Phase 4E (E.1 + E.2). The inbound side of Chronos: NAS POSTs the agent when a
one-shot fires; the agent verifies a NAS-minted JWT and runs the job.
E.1 — plugins/cron/chronos/verify.py:
- verify_nas_fire_token(token, expected_audience, jwks_or_key, issuer): verifies
signature against the NAS JWKS (RS/ES family; symmetric rejected), aud == this
agent, exp/nbf, iss, and purpose == "cron_fire" (so a general agent JWT can't
be replayed against the fire endpoint). Returns claims or None; never raises.
Crypto delegated to PyJWT[crypto] (already a declared dep) — no hand-rolled
JWT, no new dependency. No key configured → refuse (never unsigned-decode a
security boundary).
- get_fire_verifier(): pluggable indirection so the DQ-4 escape hatch
(direct per-job cron-key) can swap in with no handler change.

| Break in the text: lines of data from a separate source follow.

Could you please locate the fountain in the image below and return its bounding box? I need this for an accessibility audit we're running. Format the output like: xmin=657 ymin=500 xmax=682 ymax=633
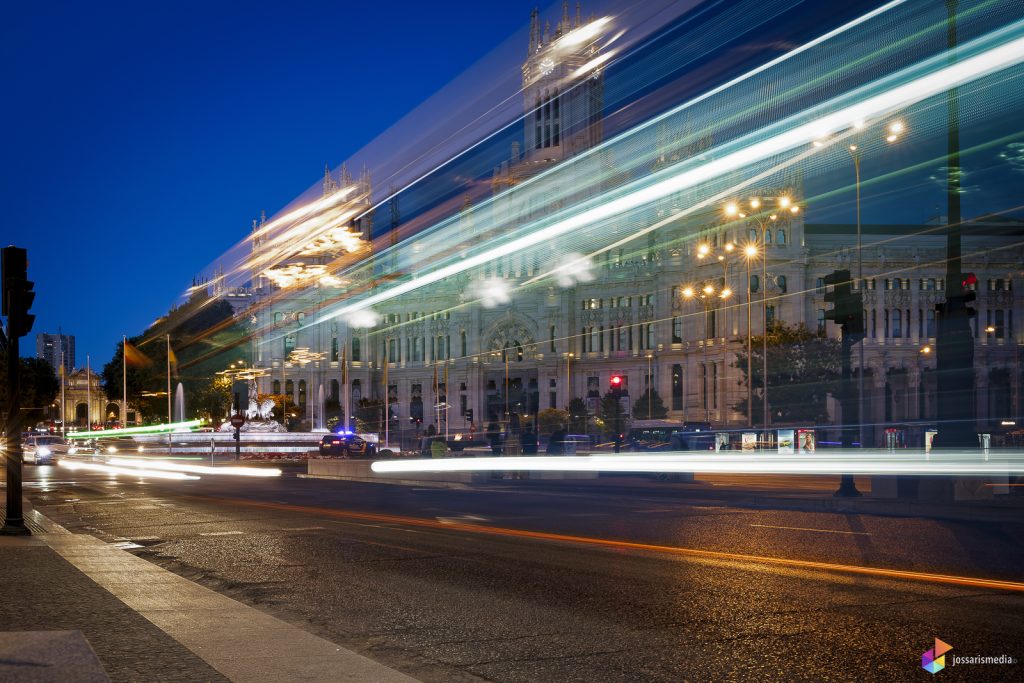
xmin=174 ymin=382 xmax=185 ymax=422
xmin=313 ymin=384 xmax=327 ymax=432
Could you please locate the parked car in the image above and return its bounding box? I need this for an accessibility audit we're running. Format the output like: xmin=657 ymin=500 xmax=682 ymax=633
xmin=22 ymin=436 xmax=68 ymax=465
xmin=319 ymin=434 xmax=377 ymax=458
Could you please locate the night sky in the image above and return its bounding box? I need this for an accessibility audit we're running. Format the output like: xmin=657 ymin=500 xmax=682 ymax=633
xmin=0 ymin=0 xmax=536 ymax=368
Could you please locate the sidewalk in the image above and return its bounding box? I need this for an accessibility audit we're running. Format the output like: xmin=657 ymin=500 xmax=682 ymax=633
xmin=0 ymin=499 xmax=415 ymax=683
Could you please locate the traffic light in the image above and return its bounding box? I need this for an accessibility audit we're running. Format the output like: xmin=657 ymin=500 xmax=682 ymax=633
xmin=0 ymin=247 xmax=36 ymax=338
xmin=823 ymin=270 xmax=864 ymax=339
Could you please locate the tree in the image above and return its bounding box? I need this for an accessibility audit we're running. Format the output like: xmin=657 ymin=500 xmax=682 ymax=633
xmin=568 ymin=398 xmax=587 ymax=434
xmin=101 ymin=288 xmax=248 ymax=422
xmin=0 ymin=351 xmax=60 ymax=427
xmin=732 ymin=325 xmax=842 ymax=425
xmin=537 ymin=408 xmax=569 ymax=435
xmin=633 ymin=387 xmax=669 ymax=420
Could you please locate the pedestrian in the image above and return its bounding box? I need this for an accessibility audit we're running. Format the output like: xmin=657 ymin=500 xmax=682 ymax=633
xmin=487 ymin=421 xmax=502 ymax=456
xmin=522 ymin=427 xmax=537 ymax=456
xmin=548 ymin=425 xmax=565 ymax=456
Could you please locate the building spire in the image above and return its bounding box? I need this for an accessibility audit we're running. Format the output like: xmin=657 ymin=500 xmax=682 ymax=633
xmin=526 ymin=7 xmax=541 ymax=57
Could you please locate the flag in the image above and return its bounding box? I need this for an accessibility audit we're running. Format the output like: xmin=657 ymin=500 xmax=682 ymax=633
xmin=124 ymin=341 xmax=153 ymax=368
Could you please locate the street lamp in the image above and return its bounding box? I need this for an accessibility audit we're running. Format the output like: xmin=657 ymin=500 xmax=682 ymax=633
xmin=647 ymin=353 xmax=654 ymax=420
xmin=682 ymin=283 xmax=732 ymax=423
xmin=723 ymin=194 xmax=798 ymax=436
xmin=814 ymin=121 xmax=905 ymax=449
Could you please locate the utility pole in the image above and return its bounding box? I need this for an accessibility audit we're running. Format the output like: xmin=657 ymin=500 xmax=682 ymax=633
xmin=935 ymin=0 xmax=978 ymax=450
xmin=824 ymin=270 xmax=864 ymax=498
xmin=0 ymin=247 xmax=36 ymax=536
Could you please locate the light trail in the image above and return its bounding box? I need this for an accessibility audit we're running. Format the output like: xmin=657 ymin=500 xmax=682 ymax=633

E.2 — gateway/platforms/api_server.py:
- POST /api/cron/fire (registered only when _CRON_AVAILABLE). Authenticated by
the NAS-JWT via get_fire_verifier() — NOT API_SERVER_KEY (NAS holds no API
key; this is the only inbound that triggers remote job execution, so it gets
its own purpose-scoped check). Verifier args come from cron.chronos.* config.
401 on bad/missing/forged token. 400 on missing job_id. On success: 202 +
fire_due runs in the background (so a long agent turn never trips NAS's HTTP
timeout); the store CAS claim inside fire_due de-dupes a scheduler retry.
Tests:
- test_chronos_verify (11): REAL RS256 signing — valid→claims, wrong-aud,
missing/wrong purpose, expired, wrong-iss, tampered-signature (attacker key),
no-key-refuse, empty-token, JWKS-URL key resolution, get_fire_verifier.
- test_cron_fire_webhook (5): valid→202+fire, invalid→401+no-fire, missing
token→401, missing job_id→400, and fire path does NOT require API_SERVER_KEY.
api_server regression suites (214) green.
E.3 (NAS endpoints) is a separate cross-repo PR; the wire contract lands next
(docs/chronos-managed-cron-contract.md).
Phase 4D. The first non-default CronScheduler: plugins/cron/chronos/. Inert
unless cron.provider=chronos; resolve_cron_scheduler falls back to the built-in
if unavailable, so cron never loses its trigger.
Files:
- chronos/__init__.py — ChronosCronScheduler + register(ctx).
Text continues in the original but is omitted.